Aside from the white coat effect, arterial pressure readings outside of a clinical setting are usually slightly lower in the majority of people. The studies that looked into the risks from hypertension and the benefits of lowering the arterial pressure in affected patients were based on readings in a clinical environment.

When measuring blood pressure, an accurate reading requires that one not drink coffee, smoke cigarettes, or engage in strenuous exercise for 30 minutes before taking the reading. A full bladder may have a small effect on blood pressure readings, so if the urge to urinate exists, one should do so before the reading. For 5 minutes before the reading, one should sit upright in a chair with his or her feet flat on the floor and without any limbs crossed. The blood pressure cuff should always be against bare skin, as readings taken over a shirt sleeve are less accurate. During the reading, the arm that is used should be relaxed and kept at heart level, for example by resting it on a table.[11]

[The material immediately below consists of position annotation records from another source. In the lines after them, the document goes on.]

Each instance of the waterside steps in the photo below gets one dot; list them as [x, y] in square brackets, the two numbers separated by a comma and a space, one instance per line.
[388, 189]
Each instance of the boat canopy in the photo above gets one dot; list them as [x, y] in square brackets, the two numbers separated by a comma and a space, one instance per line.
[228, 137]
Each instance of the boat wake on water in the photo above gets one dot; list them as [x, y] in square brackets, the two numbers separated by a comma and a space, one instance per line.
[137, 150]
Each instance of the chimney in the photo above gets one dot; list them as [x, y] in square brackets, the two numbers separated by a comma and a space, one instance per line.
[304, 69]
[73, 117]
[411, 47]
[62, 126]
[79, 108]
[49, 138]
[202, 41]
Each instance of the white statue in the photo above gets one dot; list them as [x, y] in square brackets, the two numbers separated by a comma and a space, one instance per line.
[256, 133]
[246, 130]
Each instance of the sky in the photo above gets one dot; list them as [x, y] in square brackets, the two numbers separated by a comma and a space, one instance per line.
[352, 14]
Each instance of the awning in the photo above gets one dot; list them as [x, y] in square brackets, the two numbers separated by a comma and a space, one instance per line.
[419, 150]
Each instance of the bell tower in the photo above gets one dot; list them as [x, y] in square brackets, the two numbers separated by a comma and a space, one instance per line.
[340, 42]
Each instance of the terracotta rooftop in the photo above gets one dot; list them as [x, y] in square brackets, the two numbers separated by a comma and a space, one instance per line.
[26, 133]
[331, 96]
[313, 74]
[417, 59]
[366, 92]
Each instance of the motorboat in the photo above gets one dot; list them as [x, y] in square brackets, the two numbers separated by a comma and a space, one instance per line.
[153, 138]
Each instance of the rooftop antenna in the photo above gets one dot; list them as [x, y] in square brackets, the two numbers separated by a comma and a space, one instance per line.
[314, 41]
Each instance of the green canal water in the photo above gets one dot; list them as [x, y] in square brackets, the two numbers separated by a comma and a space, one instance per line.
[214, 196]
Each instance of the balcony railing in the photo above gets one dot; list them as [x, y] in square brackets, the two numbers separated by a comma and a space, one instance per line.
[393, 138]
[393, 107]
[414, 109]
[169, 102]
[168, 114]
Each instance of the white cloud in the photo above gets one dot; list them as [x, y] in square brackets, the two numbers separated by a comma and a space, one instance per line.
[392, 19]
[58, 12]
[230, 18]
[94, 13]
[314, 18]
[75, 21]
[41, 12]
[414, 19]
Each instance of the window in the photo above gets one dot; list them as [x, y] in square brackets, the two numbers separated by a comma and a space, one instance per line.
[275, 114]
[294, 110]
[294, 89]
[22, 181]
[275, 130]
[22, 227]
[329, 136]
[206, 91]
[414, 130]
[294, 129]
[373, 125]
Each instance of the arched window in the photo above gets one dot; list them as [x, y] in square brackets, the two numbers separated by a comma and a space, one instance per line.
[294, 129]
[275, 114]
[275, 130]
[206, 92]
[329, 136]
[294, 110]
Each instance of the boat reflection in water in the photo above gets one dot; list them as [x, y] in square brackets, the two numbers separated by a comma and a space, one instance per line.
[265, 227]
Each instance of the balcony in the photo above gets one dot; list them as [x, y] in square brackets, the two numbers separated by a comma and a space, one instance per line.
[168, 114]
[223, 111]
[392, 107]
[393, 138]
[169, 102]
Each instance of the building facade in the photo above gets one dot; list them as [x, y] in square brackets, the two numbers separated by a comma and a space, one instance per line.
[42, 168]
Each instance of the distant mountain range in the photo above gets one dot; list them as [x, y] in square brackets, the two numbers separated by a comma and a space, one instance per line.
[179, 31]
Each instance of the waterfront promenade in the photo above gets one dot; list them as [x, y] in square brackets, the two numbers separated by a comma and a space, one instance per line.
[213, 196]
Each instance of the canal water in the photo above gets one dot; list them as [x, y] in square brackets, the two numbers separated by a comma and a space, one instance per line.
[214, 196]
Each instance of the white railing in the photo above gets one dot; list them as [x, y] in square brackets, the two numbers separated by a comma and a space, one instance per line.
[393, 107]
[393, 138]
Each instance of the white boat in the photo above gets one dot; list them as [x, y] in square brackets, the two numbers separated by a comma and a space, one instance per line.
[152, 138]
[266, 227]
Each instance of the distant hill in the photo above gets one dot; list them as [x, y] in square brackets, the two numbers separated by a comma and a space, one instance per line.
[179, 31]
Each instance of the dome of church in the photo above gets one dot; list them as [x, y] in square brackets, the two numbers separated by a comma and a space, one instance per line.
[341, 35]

Since arterial pressure varies throughout the day, measurements intended to monitor changes over longer time frames should be taken at the same time of day to ensure that the readings taken are comparable. Suitable times are:

* immediately after awakening (before washing/dressing and taking breakfast/drink), while the body is still resting,
* immediately after finishing work.

Automatic self-contained blood pressure monitors are available at reasonable prices, some of which are capable of Korotkoff's measurement in addition to oscillometric methods, enabling irregular heartbeat patients to accurately measure their blood pressure at home, which was not possible using the traditional devices.[citation needed]

Those using home arterial pressure monitoring devices are increasingly also making use of arterial pressure charting software.[12] These charting methods provide print outs for the patients physician and reminders on how often to check arterial pressure.